Health officials began assessing the patient, whose gender has not been released, Friday morning after the patient was flown back to the United States in isolation on a chartered plane. The patient is being treated at the NIH's Special Clinical Studies Unit in Bethesda, Maryland, a facility designed to handle highly infectious cases. "The unit staff is trained in strict infection control practices optimized to prevent spread of potentially transmissible agents such as Ebola," the NIH said in a statement.
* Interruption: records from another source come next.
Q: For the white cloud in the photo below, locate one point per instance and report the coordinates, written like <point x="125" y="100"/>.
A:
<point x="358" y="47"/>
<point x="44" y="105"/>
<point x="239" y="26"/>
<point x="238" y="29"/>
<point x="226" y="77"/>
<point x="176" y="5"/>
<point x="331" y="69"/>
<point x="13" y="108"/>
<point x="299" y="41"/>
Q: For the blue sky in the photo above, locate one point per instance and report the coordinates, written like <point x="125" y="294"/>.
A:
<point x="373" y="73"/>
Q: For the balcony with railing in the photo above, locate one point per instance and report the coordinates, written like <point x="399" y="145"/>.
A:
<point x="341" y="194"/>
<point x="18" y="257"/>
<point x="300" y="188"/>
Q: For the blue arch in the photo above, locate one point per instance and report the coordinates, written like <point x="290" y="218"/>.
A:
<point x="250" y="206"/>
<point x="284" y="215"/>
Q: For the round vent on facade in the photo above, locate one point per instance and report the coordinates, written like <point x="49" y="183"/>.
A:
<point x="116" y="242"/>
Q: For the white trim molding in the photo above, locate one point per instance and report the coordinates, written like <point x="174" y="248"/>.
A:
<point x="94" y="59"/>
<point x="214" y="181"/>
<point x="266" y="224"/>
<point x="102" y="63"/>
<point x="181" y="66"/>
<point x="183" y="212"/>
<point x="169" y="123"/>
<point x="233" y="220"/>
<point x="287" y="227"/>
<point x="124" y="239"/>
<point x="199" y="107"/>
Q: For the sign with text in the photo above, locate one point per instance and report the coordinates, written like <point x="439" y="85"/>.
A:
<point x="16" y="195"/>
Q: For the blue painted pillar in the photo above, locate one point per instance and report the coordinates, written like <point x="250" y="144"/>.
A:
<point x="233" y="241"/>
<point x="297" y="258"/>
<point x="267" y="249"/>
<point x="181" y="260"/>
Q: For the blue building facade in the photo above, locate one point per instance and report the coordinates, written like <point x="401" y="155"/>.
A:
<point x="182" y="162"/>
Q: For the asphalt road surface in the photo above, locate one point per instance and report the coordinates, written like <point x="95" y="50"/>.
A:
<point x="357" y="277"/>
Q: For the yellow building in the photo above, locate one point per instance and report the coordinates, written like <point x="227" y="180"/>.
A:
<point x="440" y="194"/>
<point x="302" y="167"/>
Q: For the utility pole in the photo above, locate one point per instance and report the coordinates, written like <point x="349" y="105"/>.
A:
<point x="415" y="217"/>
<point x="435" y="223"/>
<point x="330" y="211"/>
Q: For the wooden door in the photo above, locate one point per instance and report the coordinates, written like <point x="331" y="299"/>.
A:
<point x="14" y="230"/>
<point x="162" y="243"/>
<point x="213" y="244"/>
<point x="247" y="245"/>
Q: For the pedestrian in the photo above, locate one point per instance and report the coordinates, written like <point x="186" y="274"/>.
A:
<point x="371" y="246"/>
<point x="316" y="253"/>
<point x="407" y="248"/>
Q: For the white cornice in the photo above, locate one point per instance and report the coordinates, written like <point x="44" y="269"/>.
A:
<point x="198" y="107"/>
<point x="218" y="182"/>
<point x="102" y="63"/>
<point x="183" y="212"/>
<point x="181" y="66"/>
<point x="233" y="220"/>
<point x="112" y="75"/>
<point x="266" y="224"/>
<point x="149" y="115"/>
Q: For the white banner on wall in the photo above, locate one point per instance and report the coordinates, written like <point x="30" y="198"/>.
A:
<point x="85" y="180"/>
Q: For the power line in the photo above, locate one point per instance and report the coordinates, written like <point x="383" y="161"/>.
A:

The patient remains unidentified but was reported to be working with Partners In Health, a medical aid organization, and had contracted the virus while working in an Ebola treatment center. This is the tenth case of Ebola in the United States, of which eight have recovered from the deadly virus.
The NIH did not disclose what kind of treatment options it was considering for this newest patient. Patients who have survived Ebola have received a range of treatments, from experimental drugs to transfusions of blood from another individual who has survived the virus.
In 2014, a nurse, Nina Pham, contracted the virus from a patient, Thomas Duncan, at the hospital she worked at in Dallas. Duncan eventually passed away, but Pham, who was treated at the NIH, eventually recovered fully.
Another foreign health worker, a nurse with the British Army, also contracted Ebola this week in Sierra Leone. She was flown to the United Kingdom early Thursday for treatment. Four other colleagues with whom she came into contact have returned to the U.K. as well and are being watched.